Berufsbegleitendes Studium fordert viel Einsatz

Foto: bbz
B eruf und Studium unter einem Dach: Benedikt Huxol aus Sundern stellt sich beim bbz Arnsberg dem dualen Studium Wirtschaftsingenieurwesen Maschinenbau. Er braucht viel Eigenmotivation und Disziplin.

Arnsberg/Sundern..  Neugier, Biss und Konsequenz bringen sie mit, gepaart mit Spaß am Lernen und Lust auf neue Themen.
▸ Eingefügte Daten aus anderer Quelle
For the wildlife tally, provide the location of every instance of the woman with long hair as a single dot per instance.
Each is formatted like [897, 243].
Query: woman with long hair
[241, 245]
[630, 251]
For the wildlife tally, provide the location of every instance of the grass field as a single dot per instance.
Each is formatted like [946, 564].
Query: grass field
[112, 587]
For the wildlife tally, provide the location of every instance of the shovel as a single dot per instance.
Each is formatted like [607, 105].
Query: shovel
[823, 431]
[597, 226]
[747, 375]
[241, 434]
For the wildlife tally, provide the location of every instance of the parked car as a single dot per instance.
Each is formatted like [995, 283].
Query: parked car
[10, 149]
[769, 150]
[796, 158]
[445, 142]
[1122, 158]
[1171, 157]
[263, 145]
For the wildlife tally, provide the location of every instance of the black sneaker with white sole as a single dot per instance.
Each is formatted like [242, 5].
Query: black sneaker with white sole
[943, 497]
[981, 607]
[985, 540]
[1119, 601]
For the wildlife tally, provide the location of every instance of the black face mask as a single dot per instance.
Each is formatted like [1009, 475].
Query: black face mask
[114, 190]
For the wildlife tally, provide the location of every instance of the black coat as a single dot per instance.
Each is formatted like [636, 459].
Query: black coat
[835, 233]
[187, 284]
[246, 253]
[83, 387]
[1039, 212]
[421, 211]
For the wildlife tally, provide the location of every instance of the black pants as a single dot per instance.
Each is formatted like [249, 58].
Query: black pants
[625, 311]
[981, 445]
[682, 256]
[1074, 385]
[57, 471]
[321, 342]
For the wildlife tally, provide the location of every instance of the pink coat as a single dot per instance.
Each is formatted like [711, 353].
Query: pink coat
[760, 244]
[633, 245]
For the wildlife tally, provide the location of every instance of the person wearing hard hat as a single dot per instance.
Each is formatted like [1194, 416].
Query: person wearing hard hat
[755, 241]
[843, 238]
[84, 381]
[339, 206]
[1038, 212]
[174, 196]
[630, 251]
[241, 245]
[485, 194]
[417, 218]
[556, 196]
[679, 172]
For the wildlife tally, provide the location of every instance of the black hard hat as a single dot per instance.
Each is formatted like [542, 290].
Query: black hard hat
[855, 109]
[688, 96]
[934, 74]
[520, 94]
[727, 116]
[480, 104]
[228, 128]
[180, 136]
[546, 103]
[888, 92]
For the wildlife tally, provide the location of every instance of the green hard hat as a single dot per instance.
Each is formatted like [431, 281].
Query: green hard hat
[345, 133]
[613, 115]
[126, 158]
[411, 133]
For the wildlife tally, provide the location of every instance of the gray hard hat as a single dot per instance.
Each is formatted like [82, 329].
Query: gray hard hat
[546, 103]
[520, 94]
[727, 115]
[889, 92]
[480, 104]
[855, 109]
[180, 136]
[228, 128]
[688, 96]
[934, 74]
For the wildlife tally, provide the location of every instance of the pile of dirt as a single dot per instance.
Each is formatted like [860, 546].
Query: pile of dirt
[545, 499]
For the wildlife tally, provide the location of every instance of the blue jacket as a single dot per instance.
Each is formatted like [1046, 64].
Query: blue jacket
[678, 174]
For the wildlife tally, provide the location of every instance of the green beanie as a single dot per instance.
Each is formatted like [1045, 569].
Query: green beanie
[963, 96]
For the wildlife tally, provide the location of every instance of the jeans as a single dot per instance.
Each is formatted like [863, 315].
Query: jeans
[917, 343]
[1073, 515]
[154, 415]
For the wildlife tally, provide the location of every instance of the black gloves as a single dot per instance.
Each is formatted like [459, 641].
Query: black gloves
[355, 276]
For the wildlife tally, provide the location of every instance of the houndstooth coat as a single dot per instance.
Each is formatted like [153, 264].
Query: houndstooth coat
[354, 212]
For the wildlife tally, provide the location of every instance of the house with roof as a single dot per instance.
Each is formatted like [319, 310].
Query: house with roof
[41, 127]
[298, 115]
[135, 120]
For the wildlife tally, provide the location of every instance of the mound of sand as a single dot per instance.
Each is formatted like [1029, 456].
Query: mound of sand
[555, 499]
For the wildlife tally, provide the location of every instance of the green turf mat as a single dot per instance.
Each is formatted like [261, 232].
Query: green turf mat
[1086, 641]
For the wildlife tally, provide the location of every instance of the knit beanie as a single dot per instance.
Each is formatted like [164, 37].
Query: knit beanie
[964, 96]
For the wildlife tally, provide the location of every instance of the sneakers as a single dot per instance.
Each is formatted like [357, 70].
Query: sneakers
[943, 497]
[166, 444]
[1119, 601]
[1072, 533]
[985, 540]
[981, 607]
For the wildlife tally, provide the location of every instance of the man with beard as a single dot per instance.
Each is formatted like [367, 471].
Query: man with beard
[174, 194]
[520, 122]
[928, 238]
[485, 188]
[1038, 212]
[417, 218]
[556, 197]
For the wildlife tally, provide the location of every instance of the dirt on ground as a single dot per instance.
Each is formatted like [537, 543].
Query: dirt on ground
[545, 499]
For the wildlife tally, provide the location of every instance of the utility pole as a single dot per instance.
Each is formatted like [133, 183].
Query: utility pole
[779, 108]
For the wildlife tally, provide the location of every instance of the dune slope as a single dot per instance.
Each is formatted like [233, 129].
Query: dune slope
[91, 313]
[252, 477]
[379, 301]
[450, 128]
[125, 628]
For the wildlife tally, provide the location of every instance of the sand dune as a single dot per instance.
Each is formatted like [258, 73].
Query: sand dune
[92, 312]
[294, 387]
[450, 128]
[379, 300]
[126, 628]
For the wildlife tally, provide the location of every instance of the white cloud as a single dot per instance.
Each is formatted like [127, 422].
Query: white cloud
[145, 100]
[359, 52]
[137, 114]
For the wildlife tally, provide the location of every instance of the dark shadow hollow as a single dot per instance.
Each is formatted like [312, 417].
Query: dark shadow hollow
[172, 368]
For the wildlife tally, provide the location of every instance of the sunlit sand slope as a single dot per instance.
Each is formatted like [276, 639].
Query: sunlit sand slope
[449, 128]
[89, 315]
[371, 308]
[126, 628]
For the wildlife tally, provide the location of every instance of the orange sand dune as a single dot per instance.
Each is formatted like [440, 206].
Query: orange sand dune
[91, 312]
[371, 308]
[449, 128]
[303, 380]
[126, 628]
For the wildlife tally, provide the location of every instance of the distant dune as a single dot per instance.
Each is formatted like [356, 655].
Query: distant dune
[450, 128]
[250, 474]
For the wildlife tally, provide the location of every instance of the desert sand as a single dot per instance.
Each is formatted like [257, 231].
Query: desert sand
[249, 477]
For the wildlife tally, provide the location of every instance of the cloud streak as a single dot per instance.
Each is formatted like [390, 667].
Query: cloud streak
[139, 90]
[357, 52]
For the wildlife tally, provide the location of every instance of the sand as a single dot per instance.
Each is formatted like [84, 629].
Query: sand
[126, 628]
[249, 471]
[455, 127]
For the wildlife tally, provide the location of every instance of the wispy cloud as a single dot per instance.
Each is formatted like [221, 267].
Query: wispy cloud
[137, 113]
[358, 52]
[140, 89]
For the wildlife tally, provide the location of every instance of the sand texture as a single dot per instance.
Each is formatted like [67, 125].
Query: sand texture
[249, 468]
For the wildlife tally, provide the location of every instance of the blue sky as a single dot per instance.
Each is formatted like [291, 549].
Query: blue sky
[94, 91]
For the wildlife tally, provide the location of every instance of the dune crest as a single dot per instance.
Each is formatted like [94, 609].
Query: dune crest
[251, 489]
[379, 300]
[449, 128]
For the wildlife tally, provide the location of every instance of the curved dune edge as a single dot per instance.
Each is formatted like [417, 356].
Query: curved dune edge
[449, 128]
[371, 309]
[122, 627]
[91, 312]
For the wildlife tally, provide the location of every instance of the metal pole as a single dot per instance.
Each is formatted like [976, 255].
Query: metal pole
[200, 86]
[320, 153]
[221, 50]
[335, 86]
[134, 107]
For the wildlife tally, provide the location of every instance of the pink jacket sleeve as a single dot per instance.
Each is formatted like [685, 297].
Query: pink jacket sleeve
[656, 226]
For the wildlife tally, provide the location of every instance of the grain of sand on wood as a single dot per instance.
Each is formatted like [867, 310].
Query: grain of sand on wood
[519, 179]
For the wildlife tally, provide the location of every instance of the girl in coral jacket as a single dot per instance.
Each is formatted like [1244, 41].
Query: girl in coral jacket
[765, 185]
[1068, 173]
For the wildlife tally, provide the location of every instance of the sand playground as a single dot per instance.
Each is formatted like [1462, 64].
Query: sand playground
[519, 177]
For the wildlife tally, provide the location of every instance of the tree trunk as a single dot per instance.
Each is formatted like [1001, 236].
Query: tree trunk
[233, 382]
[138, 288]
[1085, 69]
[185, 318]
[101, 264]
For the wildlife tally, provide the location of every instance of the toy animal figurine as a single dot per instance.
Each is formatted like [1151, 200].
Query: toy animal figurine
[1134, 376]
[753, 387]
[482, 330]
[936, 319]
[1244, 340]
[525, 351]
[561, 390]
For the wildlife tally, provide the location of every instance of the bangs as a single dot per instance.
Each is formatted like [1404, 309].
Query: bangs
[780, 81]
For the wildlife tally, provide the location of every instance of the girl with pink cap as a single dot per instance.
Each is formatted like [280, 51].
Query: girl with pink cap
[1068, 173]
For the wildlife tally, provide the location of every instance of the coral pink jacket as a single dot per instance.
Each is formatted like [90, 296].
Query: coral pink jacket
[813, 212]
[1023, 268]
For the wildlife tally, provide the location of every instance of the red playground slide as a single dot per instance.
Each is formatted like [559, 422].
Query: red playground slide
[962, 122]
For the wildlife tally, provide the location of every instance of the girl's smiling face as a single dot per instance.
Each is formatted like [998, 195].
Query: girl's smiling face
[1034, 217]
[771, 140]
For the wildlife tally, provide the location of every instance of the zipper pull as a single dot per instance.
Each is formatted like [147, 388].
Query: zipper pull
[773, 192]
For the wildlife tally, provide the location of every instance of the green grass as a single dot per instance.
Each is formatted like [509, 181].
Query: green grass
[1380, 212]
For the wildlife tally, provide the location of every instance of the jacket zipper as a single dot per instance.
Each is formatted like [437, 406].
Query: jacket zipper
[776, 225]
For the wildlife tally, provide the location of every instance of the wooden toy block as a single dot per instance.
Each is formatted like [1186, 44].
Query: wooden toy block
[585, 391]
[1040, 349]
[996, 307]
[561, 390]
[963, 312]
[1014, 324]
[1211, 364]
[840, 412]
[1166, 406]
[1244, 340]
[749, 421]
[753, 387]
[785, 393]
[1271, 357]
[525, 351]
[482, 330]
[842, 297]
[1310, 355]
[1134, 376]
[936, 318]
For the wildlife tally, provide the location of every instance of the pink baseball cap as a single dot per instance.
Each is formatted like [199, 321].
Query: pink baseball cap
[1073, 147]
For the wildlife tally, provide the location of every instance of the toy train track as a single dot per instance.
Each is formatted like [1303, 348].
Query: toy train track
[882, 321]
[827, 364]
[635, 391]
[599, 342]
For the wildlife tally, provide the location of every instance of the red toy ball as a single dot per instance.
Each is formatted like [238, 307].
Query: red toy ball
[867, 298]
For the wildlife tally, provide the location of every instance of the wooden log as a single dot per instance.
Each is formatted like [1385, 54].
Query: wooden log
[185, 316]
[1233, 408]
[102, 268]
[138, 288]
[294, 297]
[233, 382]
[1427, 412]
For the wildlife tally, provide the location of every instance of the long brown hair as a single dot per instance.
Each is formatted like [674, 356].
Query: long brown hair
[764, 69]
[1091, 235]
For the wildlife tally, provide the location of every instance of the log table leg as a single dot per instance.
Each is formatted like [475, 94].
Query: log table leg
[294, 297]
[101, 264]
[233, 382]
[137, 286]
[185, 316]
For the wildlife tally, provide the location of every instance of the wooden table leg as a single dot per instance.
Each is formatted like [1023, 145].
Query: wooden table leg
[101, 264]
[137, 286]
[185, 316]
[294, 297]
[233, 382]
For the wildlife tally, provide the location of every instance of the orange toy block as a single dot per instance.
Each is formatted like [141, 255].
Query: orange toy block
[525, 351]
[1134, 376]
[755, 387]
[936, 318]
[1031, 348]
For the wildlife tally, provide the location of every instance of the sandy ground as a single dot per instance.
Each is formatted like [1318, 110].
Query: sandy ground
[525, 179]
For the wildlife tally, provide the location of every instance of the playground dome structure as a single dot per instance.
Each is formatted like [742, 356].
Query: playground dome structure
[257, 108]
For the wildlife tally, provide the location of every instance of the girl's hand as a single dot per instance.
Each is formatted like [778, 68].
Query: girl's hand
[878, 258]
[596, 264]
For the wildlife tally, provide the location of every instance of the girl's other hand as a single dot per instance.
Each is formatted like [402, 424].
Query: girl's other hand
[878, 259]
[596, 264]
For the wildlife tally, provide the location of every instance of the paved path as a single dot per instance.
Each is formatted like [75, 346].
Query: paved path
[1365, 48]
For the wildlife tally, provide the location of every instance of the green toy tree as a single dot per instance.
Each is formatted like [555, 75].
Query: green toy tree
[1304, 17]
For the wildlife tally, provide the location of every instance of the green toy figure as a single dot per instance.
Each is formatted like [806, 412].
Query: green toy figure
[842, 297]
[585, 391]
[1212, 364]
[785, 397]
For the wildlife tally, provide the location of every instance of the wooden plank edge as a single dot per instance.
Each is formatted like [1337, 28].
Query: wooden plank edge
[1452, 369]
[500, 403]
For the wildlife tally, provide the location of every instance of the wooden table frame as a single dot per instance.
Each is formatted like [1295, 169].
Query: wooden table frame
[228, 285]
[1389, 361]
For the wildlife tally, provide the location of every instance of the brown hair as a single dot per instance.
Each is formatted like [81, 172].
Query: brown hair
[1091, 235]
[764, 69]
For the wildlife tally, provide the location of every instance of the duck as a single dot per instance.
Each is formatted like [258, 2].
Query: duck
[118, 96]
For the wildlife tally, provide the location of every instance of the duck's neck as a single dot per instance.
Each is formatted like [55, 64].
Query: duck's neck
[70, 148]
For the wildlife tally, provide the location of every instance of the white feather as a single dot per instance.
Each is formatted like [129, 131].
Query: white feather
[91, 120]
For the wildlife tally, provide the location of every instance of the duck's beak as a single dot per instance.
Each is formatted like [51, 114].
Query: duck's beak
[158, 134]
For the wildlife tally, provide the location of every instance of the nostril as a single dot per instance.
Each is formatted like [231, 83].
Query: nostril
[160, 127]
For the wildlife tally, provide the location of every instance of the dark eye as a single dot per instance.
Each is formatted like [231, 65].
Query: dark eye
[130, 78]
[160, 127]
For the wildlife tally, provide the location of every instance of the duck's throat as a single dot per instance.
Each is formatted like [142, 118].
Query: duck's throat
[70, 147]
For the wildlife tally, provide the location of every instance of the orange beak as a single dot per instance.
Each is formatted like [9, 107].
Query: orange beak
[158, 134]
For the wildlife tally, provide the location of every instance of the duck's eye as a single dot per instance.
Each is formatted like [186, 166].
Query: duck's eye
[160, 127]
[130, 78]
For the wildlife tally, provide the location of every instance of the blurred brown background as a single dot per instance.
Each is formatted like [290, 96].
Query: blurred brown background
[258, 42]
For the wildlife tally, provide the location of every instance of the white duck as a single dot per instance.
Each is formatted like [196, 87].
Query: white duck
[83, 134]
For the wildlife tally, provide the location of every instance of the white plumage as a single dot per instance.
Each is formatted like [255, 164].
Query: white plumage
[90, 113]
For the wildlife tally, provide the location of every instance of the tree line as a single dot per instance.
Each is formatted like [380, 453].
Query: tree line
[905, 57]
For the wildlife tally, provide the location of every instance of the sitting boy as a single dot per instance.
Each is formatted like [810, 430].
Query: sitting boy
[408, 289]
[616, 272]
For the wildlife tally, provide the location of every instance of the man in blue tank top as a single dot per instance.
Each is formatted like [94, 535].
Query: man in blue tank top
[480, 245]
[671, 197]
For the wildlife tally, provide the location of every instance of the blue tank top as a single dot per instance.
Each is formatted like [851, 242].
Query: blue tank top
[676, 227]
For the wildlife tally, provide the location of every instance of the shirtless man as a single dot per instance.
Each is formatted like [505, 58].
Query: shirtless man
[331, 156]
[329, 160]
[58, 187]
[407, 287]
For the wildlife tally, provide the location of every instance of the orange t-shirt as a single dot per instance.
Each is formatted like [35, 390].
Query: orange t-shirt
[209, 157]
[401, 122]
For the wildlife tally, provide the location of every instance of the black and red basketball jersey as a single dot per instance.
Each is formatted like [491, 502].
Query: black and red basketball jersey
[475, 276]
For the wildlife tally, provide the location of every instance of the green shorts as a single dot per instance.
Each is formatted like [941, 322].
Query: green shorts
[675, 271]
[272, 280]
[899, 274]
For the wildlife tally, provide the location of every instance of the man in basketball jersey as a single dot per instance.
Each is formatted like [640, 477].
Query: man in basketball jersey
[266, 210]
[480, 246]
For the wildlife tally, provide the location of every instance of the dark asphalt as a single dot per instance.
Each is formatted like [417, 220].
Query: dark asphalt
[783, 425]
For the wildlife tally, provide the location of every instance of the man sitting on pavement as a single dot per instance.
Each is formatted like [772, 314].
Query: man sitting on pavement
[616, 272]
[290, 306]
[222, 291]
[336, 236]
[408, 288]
Diese Mischung führt sie zum Ziel „Wirtschaftsingenieur Maschinenbau“. Der Weg dorthin ist kein Spaziergang, dennoch schlagen immer mehr diese Marschroute ein: Dual studieren – neben Ausbildung oder Beruf. Dafür hat sich auch Benedikt Huxol aus Sundern entschieden. Diese Möglichkeit gibt es direkt vor der Haustür in Arnsberg: Im bbz, dem Berufsbildungszentrum der Handwerkskammer Südwestfalen, wird seit 2013 der duale Bachelorstudiengang „Wirtschaftsingenieurwesen Maschinenbau“ in Kooperation mit der Fachhochschule Südwestfalen angeboten.

Der Vorteil liegt auf der Hand: Studieren, weiterhin Geld verdienen, die neuesten Erkenntnisse direkt in die Praxis umsetzen – davon profitieren Studenten und Betriebe.

Ein Sprung auf der Karriereleiter machte es für Benedikt Huxol erforderlich, erneut die Schulbank zu drücken.

Nach dem Abitur wollte Benedikt Huxol erst einmal weg von der Theorie und eine praktische Tätigkeit ausüben. Huxol begann eine Ausbildung zum Industriekaufmann bei der Firma BJB in Neheim, einem Weltmarktführer der Leuchtenindustrie. Seine überdurchschnittlichen Leistungen in seiner Ausbildung überzeugten auch den Arbeitgeber: „Wir wollen gute Leute ans Haus binden“, erläutert Personalreferent Marc Wenzel. Die Übernahme von Auszubildenden und das Angebot, berufsbegleitende Studiengänge zu absolvieren, sieht Wenzel als wichtiges Instrument, um dem Fachkräftemangel vorzubeugen. Qualifizierte Mitarbeiter ins Sauerland zu holen sei schwierig, da setzt das Unternehmen mit seinen 550 Mitarbeitern auf Eigengewächse und deren Entwicklung.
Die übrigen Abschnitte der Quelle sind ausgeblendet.